In Reply Open Access

In Reply.—I was very pleased to read the Letter to the Editor by Toto et al in response to our recent article.¹  Their description of an 11-week interval between the initial confirmed maternal coronavirus disease 2019 (COVID-19) infection and delivery in which the placenta was found to have immunohistochemical evidence of severe acute respiratory syndrome coronavirus 2 (SARS-CoV-2) nucleocapsid protein staining is interesting. It is noteworthy that although active inflammatory abnormalities were present—chronic histiocytic intervillositis and chronic villitis—the syncytiotrophoblast did not show evidence of SARS-CoV-2 immunohistochemical staining at this stage, with positivity limited to villous stromal macrophages (Hofbauer cells) and capillary endothelium. This staining pattern is especially interesting as the susceptibility and kinetics of SARS-CoV-2 viral infection in the constituent cells of the maternal-fetal interface are currently unknown. SARS-CoV-2 uses the angiotensin-converting enzyme 2 (ACE2) receptor and the transmembrane protease serine 2 (TMPRSS2) for cell entry. Syncytiotrophoblast and vascular endothelial cells express ACE2,^2,3  while syncytiotrophoblastic expression of TMPRSS2 has been reported in some studies⁴  but not others. Hofbauer cells, which stained positively for SARS-CoV-2 nucleocapsid protein in this Letter to the Editor, do not appear to have the ACE2 surface receptor for SARS-CoV-2 binding,^2,5  and also appear to lack TMPRSS2.⁵  Perhaps this case represents the opportunity to view the natural history of prolonged placental infection due to SARS-CoV-2, as previously published cases of maternal and placental infection have occurred more proximate to delivery. It is also notable that despite the pathology findings and prior symptomatic maternal infection, the newborn tested negative for SARS-CoV-2.

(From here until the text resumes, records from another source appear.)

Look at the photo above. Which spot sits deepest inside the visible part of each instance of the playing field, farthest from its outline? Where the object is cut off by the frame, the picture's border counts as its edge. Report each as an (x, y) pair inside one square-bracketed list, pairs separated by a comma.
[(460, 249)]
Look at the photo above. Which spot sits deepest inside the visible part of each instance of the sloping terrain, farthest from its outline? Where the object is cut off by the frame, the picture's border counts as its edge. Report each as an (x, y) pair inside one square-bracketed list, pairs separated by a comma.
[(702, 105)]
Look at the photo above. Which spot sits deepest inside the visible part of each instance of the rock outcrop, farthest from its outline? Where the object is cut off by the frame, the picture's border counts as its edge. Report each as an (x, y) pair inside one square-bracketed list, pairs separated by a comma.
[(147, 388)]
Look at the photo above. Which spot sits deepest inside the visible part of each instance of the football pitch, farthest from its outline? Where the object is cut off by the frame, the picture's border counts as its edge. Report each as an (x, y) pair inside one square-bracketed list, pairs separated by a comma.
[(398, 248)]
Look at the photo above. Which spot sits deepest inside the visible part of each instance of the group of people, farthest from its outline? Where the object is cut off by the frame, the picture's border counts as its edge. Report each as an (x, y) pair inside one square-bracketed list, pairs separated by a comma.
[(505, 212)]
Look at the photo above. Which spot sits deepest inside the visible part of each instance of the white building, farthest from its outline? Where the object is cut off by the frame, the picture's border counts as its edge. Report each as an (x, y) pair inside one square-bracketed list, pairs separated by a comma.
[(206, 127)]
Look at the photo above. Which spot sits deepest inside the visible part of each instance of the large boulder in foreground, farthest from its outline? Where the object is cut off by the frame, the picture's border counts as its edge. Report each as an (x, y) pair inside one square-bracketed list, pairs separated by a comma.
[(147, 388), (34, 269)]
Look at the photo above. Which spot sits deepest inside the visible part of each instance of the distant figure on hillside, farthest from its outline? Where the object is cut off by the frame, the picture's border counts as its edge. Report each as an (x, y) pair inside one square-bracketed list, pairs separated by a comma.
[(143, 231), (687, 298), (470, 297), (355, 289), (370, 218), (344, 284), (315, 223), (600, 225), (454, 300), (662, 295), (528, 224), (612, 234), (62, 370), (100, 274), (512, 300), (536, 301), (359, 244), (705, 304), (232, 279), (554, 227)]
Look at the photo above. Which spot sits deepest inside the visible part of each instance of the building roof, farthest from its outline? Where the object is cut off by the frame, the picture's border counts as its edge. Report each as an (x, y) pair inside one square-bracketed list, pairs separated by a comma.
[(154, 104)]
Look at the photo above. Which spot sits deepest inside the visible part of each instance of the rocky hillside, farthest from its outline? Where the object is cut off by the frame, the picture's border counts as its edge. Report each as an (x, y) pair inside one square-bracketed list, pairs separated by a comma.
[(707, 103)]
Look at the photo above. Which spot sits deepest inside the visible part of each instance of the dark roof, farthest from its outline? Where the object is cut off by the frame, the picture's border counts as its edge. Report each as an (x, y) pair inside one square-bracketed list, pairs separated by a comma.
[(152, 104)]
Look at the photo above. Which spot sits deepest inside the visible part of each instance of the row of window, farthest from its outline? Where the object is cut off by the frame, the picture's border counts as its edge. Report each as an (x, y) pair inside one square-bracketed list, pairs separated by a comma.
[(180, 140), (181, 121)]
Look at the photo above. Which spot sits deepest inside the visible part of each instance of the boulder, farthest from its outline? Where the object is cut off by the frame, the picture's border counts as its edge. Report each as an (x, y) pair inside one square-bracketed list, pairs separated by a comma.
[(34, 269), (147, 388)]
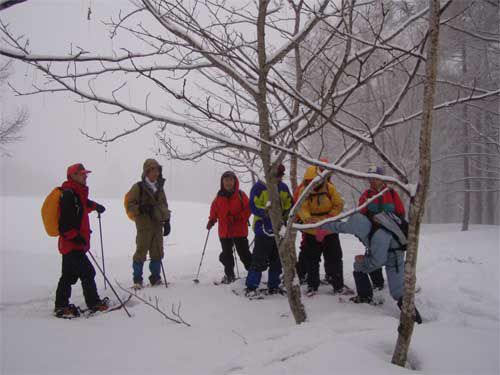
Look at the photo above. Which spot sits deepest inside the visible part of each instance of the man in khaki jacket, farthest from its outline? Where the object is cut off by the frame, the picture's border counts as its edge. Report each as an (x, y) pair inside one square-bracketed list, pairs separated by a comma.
[(147, 203)]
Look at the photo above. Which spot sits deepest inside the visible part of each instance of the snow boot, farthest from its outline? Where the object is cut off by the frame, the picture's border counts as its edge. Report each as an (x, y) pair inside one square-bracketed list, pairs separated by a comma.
[(102, 305), (67, 312)]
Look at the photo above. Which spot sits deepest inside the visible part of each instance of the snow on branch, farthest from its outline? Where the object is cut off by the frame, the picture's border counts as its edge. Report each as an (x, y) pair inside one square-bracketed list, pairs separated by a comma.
[(156, 306), (340, 216)]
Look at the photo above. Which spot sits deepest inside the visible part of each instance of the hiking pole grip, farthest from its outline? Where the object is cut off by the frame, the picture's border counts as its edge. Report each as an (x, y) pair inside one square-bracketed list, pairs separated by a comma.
[(111, 286), (102, 249), (202, 255)]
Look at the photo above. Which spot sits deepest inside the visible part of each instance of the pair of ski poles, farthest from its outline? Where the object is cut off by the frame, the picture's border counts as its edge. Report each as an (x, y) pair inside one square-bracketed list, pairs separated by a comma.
[(104, 265), (103, 269)]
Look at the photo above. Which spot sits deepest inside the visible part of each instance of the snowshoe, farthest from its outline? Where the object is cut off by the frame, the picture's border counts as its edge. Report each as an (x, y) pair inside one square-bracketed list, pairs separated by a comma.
[(311, 292), (68, 312), (155, 280), (102, 305), (252, 293), (378, 288), (359, 299), (344, 291), (138, 285), (416, 315), (277, 290), (227, 279)]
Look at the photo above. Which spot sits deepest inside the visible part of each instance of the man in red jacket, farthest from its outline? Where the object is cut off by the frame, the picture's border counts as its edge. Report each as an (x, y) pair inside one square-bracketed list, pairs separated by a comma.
[(231, 209), (388, 202), (74, 242)]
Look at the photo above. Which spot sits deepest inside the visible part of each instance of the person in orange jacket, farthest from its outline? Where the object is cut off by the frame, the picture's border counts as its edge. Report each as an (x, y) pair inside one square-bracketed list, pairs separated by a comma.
[(322, 202)]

This report also suggests at least 2 potential possibilities to explain the clinical and pathologic findings. The placenta has multiple innate immune mechanisms to protect the fetus from infection: these include production of antiviral molecules that can inhibit viral infections; pattern recognition receptors including Toll-like receptors and RIG-I–like receptors that induce antimicrobial signaling pathways; production of type III interferons (IFN-λs) and C19MC microRNAs that restrict viral infections; active transport of antibodies to the fetus through expression of IgG (immunoglobulin G) receptors neonatal FcRn and FcγRIII that are present on the syncytiotrophoblast surface; and physical structure of the syncytiotrophoblastic barrier. Placental macrophages at the maternal-fetal interface, such as Hofbauer cells, may also potentially have antimicrobial functions in SARS-CoV-2 infection, although this remains unknown.⁶  Perhaps these and other factors were sufficient in this case to prevent fetal infection despite placental involvement. Alternatively, given the 11-week interval between maternal infection and delivery, is it possible that the fetus became infected with SARS-CoV-2 following transplacental transmission, but subsequently cleared the coronavirus before delivery? It has been noted that neonatal test positivity for SARS-CoV-2 is frequently transient, becoming negative in many newborn infants a short time following a positive result.^7,8 

As is occurring with so many communications in obstetric, placental, and perinatal COVID-19, this thought-provoking report introduces more questions than it answers in our attempts to understand the pathophysiology of this emergent coronavirus infection during pregnancy.